The bleakness in her voice made him overcome his own misery. Somehow he must enter into what now seemed her reason for living.

“What is it, the baby? A boy or a girl?”’

She lay back against the pillows. “I don’t know,” she said wearily. “It might have been Tyrone or Errol or Gary… there are so many of them and they’re all named after film stars.”

He pulled her up, grasping her shoulders. “Explain,” he said urgently. “Don’t play games with me.”

She tried to smile. “I told you about sanctuaries; you can’t choose. The billeting people asked me if I’d take unmarried mothers-the idea is they help with light housework in exchange for their keep and then when they’ve had their babies, after a month, they go away and put their babies in a crèche and find work. The first part works all right-they’re nice enough girls; they’ve mostly been made pregnant by some soldier who’s posted overseas. It’s when they’re supposed to go away that it’s not so good.”

But he was scarcely listening. “You mean you haven’t got a child; you’re not even expecting one?”’

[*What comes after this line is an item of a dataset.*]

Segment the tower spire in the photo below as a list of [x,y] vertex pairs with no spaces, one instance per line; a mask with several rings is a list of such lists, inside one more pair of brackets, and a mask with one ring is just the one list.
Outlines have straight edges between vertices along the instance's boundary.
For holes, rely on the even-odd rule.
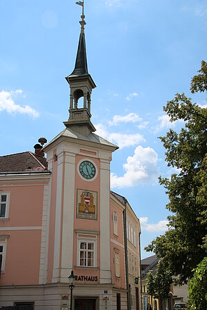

She gave a forlorn shake of the head. “Nor likely to,” she could have said, but did not, for it seemed important to protect Kendrick. The move from the master bedroom to the old nursery had not made much difference. Kendrick continued to stammer out his adoration and to beg her night after night not to leave him alone, but that was as far as it went. At first the knowledge that his talentless fumblings were unlikely to produce a child had devastated Ellen, but the endless infants produced by her unmarried mothers had calmed her distress. There would be plenty of children after the war in need of homes. She would adopt one then.

But Marek was transfigured. He would not have taken her from her child, or deprived a man of his flesh and blood, but now there was no obstacle.

“Thank God,” he said. “You’re mine then”-and reached for her again.

The second time is better than the first; more certainty and already that touch of recognition that is one of the most precious elements of love. Marek now was a conqueror; the relief, the joy he felt transmitted in every gesture, and Ellen followed him movement for movement… remembering as if her life depended on it the feel of his skin, the muscles of his shoulder, the touch of his hair.

So that when morning came and she said she must go back, he did not believe it.

“You’re mad. You’re absolutely mad.

Do you think you’re making that poor devil happy with your pity? Surely he deserves better than that?”’

But he was not frightened yet. He was still certain of victory.

“I promised,” she kept repeating. “I promised I wouldn’t leave him alone. Night after night, I promised. He’s always been alone. His brothers bullied him and his mother despises him. The whole house is full of photos of Roland and William and not one of Kendrick—”’

“For God’s sake, Ellen, do you suppose I care about any of that? I remember him from school-he was always by a radiator. You can’t help people like that.”

She shook her head. “I promised,” she kept repeating. “He’s so afraid; he follows me about all day and tells me how much he loves me. You can’t take your happiness by trampling on other people.” And then, very quietly, “What will happen to the world, Marek, if people don’t keep their promises?”’

She saw his jaw tighten and waited almost with relief for him to give way to one of his rages. A man who defenestrated Nazis and threw children into the lake would surely lose his temper and make it easier for her.

But at the last minute he understood, and held her very quietly and very closely, and that was almost more than she could bear.

“If you change your mind I’ll be at the Czech Club in Bedford Place till I sail.”

But she only shook her head, and opened one of his hands and held the palm for a moment against her cheek, and then she said: “It’s time to go.”

The train was exactly what she needed; it was freezing cold, the toilet did not flush, someone had been sick in the corridor. In such a train one could let the tears come, and opposite her in the evil-smelling frowsty compartment, an old woman leant forward and touched her knee and said: “Aye, there’s always something to cry about these days.”